Ce que l’étude récente révèle, c’est que la condensation joue en fait un rôle mineur dans la proportion de deutérium de l’exosphère. Grâce à l’instrument Atmospheric Chemistry Suite du Trace Gas Orbiter et à ses mesures simultanées de H20 et HDO, nous avons pu montrer d’où viennent les atomes d’hydrogène et de deutérium, à une altitude et une période de l’année martienne où la condensation n’a pas la possibilité d’interférer avec la photolyse.
C’est bien la photolyse qui produit l’essentiel des atomes et qui dicte le fractionnement isotopique des atomes d’hydrogène qui s’échappent de la haute atmosphère martienne.
Prochaine destination : comprendre le parcours de l’eau, depuis la surface jusqu’à la haute atmosphère
Cette remise en cause de notre compréhension des processus qui mènent à l’échappement de l’eau pose un jalon essentiel dans les tentatives pour retracer l’histoire de l’eau sur Mars. Seul le satellite Trace Gas Orbiter est capable de révéler les concentrations conjointes de H20 et HDO. Mais un autre satellite, de la NASA cette fois, MAVEN, est en mesure d’observer et de caractériser les populations d’hydrogène et de deutérium dans l’exosphère.

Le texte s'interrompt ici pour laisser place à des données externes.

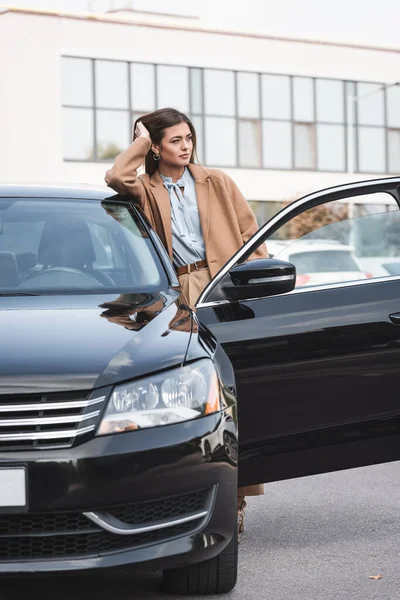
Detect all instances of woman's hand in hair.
[135,121,150,140]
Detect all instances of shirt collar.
[160,167,190,187]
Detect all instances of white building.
[0,8,400,221]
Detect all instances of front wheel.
[163,528,238,595]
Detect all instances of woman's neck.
[158,161,185,183]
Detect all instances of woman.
[105,108,267,533]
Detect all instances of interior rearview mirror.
[207,258,296,302]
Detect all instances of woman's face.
[153,123,193,167]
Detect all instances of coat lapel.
[188,163,210,245]
[150,170,172,258]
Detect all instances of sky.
[0,0,400,48]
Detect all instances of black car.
[0,178,400,593]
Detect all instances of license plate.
[0,467,26,509]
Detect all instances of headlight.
[97,360,221,435]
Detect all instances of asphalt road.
[0,462,400,600]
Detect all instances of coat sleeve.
[225,175,268,260]
[104,137,151,207]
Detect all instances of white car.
[267,239,370,286]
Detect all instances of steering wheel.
[19,267,106,288]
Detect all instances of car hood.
[0,291,192,394]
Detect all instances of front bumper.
[0,411,237,573]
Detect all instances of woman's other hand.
[135,121,150,140]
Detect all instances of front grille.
[106,490,207,524]
[0,391,105,450]
[0,523,195,561]
[0,490,212,561]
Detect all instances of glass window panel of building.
[358,127,386,173]
[386,85,400,129]
[262,121,292,169]
[261,74,292,120]
[236,72,260,119]
[294,123,316,170]
[190,68,203,115]
[96,110,130,160]
[191,115,204,163]
[205,117,237,167]
[315,79,345,123]
[238,119,261,167]
[61,57,93,107]
[204,69,236,117]
[293,77,315,122]
[387,129,400,174]
[317,124,346,171]
[61,57,400,173]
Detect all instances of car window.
[0,198,167,294]
[267,193,400,287]
[288,249,360,273]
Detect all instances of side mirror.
[207,258,296,302]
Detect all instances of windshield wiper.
[0,292,41,296]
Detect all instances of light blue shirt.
[160,169,206,267]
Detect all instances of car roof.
[284,242,354,254]
[0,183,117,200]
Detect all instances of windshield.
[288,250,360,273]
[0,198,167,295]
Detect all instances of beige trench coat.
[105,137,267,277]
[105,137,267,497]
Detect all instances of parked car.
[0,178,400,595]
[267,238,369,286]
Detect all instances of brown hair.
[133,108,197,177]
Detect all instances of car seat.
[34,218,115,286]
[0,250,21,288]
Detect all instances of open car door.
[196,177,400,485]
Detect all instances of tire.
[163,528,238,595]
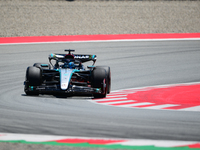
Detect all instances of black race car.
[24,49,111,98]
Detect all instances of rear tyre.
[33,63,51,69]
[92,68,107,98]
[24,67,42,95]
[96,66,111,94]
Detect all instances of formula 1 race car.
[24,49,111,98]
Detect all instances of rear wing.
[49,54,97,63]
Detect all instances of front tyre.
[92,68,107,98]
[24,67,42,95]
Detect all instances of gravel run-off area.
[0,0,200,37]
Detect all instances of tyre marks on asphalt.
[91,83,200,111]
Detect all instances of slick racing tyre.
[96,66,111,94]
[24,67,42,95]
[92,68,107,98]
[33,63,51,69]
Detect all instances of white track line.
[145,104,180,109]
[93,97,127,102]
[101,100,135,106]
[179,106,200,111]
[119,102,154,107]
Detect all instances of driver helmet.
[69,62,75,69]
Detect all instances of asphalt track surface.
[0,40,200,141]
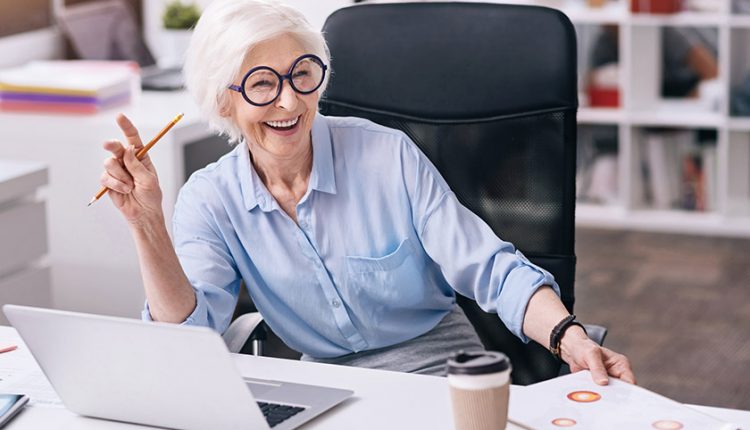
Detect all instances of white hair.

Un axe de recherche majeur est en train d’émerger de la concomitance de ces deux missions et il est maintenant possible d’envisager pouvoir décrire le parcours complet de l’eau depuis la basse atmosphère vers la très haute atmosphère, où les atomes qui la composent s’échappent dans l’espace. Seule une compréhension détaillée de ce parcours permettra à la communauté d’élaborer des scénarios fiables sur l’histoire de l’eau au cours des derniers milliards d’années et ainsi, la possibilité de corroborer l’habitabilité passée de Mars où la vie pourrait avoir émergé.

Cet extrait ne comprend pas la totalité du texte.